Mardi 22 février 2022, par Yuri Didion

Spectaculaire

Une vingtaine d’artistes et techniciens, des décors qui changent à vue entre chaque scène, qui tourbillonnent autour des interprètes dans une chorégraphie complexe, de la vidéo et de la musique live, ... une chose est sûre, Sylvia ne fait pas dans la demi-mesure.

Avec ce spectacle, Fabrice Murgia nous présente la vie de Sylvia Plath, poétesse américaine écartelée entre son désir d’écrire et son rêve d’une vie de famille « parfaite », tension qui creuse une dépression déjà latente, jusqu’à son suicide à l’âge de 31 ans. L’exposé des faits biographiques se déroule sous forme d’un tournage cinématographique auquel on assiste en live tandis que le film réalisé est projeté simultanément. Le tout sur la musique du Ann Pierlé Quartet, tour à tour entraînante et inquiétante.

C’est carrément spectaculaire.

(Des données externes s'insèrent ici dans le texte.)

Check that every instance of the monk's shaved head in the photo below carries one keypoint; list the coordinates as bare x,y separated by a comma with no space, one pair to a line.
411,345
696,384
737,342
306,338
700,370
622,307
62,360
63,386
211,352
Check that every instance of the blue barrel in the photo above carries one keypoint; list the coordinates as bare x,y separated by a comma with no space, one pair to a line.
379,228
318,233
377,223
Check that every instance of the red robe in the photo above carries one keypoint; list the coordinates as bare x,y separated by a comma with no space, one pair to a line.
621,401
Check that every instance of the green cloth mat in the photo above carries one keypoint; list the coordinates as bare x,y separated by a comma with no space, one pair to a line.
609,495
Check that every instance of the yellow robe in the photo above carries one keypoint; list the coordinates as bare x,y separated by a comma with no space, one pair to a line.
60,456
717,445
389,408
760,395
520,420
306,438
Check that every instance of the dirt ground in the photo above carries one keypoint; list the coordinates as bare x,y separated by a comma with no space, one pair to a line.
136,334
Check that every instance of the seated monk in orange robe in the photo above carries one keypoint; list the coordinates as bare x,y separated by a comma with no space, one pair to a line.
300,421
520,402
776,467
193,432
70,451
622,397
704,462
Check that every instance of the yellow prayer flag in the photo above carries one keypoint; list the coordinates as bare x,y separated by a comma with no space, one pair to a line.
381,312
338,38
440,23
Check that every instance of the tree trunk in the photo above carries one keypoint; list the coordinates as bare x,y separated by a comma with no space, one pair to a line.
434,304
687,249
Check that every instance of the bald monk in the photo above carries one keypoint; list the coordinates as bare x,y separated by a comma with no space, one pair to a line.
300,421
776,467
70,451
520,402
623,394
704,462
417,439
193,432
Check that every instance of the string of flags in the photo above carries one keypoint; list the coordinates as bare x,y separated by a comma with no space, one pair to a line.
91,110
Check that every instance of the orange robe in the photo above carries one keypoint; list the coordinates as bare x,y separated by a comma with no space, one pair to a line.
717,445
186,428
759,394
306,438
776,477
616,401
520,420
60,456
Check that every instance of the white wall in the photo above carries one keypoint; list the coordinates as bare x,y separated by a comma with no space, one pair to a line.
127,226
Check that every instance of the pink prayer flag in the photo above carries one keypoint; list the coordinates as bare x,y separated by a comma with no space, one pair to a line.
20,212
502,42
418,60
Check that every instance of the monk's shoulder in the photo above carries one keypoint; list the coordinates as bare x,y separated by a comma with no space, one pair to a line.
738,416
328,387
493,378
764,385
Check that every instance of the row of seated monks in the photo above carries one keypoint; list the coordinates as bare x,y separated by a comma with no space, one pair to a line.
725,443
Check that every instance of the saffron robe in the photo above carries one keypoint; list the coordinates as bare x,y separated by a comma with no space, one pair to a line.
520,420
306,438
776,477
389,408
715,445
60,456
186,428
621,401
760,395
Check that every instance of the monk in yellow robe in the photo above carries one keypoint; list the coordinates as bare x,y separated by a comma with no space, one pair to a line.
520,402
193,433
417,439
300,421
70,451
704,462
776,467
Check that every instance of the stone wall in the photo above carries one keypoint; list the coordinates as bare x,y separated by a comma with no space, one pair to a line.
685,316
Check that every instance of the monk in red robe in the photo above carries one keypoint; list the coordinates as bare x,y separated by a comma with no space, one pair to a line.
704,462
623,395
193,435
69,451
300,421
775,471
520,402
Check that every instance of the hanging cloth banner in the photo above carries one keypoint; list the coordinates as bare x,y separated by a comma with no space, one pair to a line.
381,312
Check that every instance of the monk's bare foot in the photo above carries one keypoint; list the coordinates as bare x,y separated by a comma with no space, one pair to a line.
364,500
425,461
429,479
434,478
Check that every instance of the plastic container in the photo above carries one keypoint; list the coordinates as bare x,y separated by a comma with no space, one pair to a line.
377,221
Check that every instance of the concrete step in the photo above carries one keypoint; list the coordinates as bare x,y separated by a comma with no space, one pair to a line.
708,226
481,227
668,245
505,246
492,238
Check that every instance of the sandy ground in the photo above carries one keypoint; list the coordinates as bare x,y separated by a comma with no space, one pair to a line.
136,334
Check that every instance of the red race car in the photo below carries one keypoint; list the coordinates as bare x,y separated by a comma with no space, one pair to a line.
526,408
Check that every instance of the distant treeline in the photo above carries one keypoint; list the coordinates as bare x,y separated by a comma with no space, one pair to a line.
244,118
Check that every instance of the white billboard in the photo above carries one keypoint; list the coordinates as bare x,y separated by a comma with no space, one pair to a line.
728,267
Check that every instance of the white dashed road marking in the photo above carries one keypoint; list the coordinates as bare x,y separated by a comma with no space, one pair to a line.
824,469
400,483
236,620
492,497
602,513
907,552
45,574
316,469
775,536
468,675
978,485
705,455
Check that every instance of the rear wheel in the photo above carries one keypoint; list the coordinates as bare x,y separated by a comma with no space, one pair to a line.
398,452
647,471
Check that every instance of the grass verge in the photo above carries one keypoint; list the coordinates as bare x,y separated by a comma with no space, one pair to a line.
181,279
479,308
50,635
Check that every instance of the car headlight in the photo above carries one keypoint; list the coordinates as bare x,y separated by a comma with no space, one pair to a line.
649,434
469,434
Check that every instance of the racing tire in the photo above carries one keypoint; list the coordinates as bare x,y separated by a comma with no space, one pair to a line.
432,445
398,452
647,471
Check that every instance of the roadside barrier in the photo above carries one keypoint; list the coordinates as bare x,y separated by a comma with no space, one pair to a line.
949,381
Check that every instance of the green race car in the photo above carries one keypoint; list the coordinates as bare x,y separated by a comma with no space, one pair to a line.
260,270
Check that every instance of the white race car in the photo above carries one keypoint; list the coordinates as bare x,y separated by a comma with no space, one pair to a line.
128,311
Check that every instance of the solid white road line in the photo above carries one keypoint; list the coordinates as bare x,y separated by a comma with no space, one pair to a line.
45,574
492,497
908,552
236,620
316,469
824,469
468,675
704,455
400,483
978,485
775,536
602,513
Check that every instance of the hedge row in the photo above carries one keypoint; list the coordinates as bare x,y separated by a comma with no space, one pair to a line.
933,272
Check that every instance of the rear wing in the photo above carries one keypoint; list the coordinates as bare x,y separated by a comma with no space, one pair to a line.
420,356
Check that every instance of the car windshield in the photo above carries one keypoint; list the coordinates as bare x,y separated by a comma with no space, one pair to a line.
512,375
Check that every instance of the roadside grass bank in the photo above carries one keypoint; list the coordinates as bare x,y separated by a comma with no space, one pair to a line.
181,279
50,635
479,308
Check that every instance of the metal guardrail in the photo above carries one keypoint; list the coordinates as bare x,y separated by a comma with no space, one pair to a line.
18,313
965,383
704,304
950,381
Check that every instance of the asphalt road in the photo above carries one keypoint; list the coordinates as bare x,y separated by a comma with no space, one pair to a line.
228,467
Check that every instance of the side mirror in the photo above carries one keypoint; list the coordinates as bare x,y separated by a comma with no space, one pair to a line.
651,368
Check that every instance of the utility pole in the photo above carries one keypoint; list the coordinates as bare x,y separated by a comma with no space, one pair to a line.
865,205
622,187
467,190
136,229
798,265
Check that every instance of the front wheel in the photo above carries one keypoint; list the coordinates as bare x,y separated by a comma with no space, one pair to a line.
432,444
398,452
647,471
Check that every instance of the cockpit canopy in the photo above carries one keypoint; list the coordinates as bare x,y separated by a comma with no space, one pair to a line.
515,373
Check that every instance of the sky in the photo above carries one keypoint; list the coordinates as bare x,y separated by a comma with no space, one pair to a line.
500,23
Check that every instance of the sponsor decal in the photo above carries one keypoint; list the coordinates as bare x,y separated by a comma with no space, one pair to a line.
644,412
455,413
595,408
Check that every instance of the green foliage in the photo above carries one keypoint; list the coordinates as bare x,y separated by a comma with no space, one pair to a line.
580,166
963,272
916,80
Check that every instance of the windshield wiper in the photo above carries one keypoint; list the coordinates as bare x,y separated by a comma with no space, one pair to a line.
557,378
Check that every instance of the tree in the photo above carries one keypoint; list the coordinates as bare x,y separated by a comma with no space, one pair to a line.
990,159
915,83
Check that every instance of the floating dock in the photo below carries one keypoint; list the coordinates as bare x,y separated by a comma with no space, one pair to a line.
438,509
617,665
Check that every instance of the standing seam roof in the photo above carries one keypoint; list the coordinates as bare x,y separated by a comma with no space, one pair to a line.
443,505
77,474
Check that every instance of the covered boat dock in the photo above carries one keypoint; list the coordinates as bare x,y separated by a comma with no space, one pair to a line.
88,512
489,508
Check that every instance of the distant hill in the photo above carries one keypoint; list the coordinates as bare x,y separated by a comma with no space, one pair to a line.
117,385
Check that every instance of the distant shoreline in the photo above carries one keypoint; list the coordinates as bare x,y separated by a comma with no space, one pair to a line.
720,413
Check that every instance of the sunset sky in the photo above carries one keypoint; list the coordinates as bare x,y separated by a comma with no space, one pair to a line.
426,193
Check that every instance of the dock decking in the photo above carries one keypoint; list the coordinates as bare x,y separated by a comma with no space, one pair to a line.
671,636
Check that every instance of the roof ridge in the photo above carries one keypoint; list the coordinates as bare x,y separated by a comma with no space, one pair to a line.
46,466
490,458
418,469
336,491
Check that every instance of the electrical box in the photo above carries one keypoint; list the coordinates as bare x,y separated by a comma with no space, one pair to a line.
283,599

La gestion d’une telle équipe, qui déplace les décors, filme, interprète, se change, etc donne un ballet millimétré très impressionnant. Mais ça l’est tant que finalement, la prouesse technique occulte complètement la narration : face à une telle débauche de moyen, mon œil de spectateur fut plus attiré par ce que "peut" le spectacle que par ce qu’il "raconte", et je n’en ressors ni ému, ni particulièrement choqué par la vie de la poétesse ou un quelconque propos.

Pourtant, les propositions ne manquent pas : le choix d’un chœur de femme pour interpréter la protagoniste pourrait nous raconter que c’est la vie de toutes les femmes et élever Sylvia Plath au rang de symbole ; la vidéo et l’écran détruit à la fin par ce même chœur, nous parler de ce qu’on projette sur le genre féminin ; la sélection d’un Ted Hughes - mari de l’autrice - parmi les membres du public, nous dire que n’importe qui peut être un Ted Hughes s’il n’y prend pas garde ; ... mais les choix d’une mise en abime (un spectacle qui montre le tournage d’un film qui raconte la vie de Sylvia Plath) et d’une mise à distance par la technique à vue bloquent l’identification aux personnages, et la seule émotion qui reste est celle qui vient des paillettes du show à grand budget.